Designing Optimal Data Acquisition Schemes Using Kullback-Leibler Divergence within the Bayesian Framework

Oil and gas reservoirs are commonly complex heterogeneous natural structures that are described by means of several direct or indirect field measurements involving different physical processes operating at different spatial and temporal scales. Seismic techniques provide a description of the large scale geological structures. In some cases, they can help to characterize the spatial fluid distribution, which knowledges can in turn be used to improve the oil recovery strategy. In practice, these measurements are always expensive and due to their indirect, local and incomplete nature, an exhaustive representation of the entire reservoir cannot be attained. Several uncertainties are always remaining, that must be conveniently propagated in the modeling workflow to deduce in turn uncertainties of the production forecasts.
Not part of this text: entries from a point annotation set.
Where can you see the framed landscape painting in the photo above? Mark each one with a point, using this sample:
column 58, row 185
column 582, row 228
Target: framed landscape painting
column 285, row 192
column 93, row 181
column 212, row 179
Those uncertainties are essential when setting up a reservoir development scenario. A typical issue is to choose between several oil recovery scenario, or position and trajectory of a new well. Due to the cost of the associated field operations, it is essential to model the risks due to the remaining uncertainties. It is within this framework that devising strategies allowing to set-up optimal data acquisition schemes can have many applications in oil or gas reservoir engineering, or in the recently considered CO2 geological storages involving analogous technologies. We present a method allowing us to quantify the information that is potentially provided by any set of measurements. Applying a Bayesian framework, we quantify the information content of any set of data using the so called Kullback-Leibler divergence between posterior and prior distributions. In the case of a gaussian model where the data depend linearly on the parameters, analytic formulae are given and allow us to define the optimal set of time acquisitions. The redundancy of information can also be quantified, highlighting the role of the correlation structure of the prior model.